I honestly don't know how I lived before finding Orson's radio theater performances! I mean, seriously!
Private Lives is a crazy combination of hilarity and tragedy that appeals to my macabre sense of humor. Orson Welles plays Elyot and actress Gertrude Lawrence plays his ex-wife Amanda (Gertrude actually played opposite Noël in 1930 in this play on the stage!). Each of these individuals has remarried and each of them is on their honeymoon, I would say the wedding night, actually. And of course, each couple stays in the same hotel!
And of course, they have suites right next to each other!
Elyot and Amanda see each other, turn white as a sheet (assumedly, since it is radio), and immediately beg their new spouses to agree to move to a different hotel. Which is hilarious because each of them wanted to go to Paris so they would have run into each other there too. Apparently, Amanda and Elyot both love the same hotels/resorts. Can't imagine how that happened.
Anyway, the new spouses are frustrated at this new itchy, irritating side to Elyot and Amanda and dig in their heels, refusing to change hotels. Each of the new spouses storms off to have dinner alone in the resort, leaving, CUE DRAMATIC MUSIC, Elyot and Amanda alone!
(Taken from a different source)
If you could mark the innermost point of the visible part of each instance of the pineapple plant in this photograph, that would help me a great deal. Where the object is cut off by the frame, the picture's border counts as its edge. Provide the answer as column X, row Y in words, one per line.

The divorced couple gets to talking, realizes how very much they still desperately love each other despite the smackdown drag-out fights they indulged in when they were married. Yah, that sounds healthy. After indulging in a bit of desperate guilt, the two set up a phrase, or in this case, a name, Solomon Isaacs, that each of them has the right to say to call a cease-fire for several minutes should an argument break out. Then they run away together, off to Amanda's apartment in Paris.
Whoo boy.
Yes, Private Lives is hilarious.
But my heart also breaks for the other spouses. These poor people, Sibyl and Victor, had nothing whatsoever to do with any of this insanity. The only thing they did wrong was fall in love with fickle people who can't live with each other and can't live without each other either. It's not a comforting thought to realize that the only way your husband/wife would be faithful is if they never saw their ex-spouse in the flesh. Yipes!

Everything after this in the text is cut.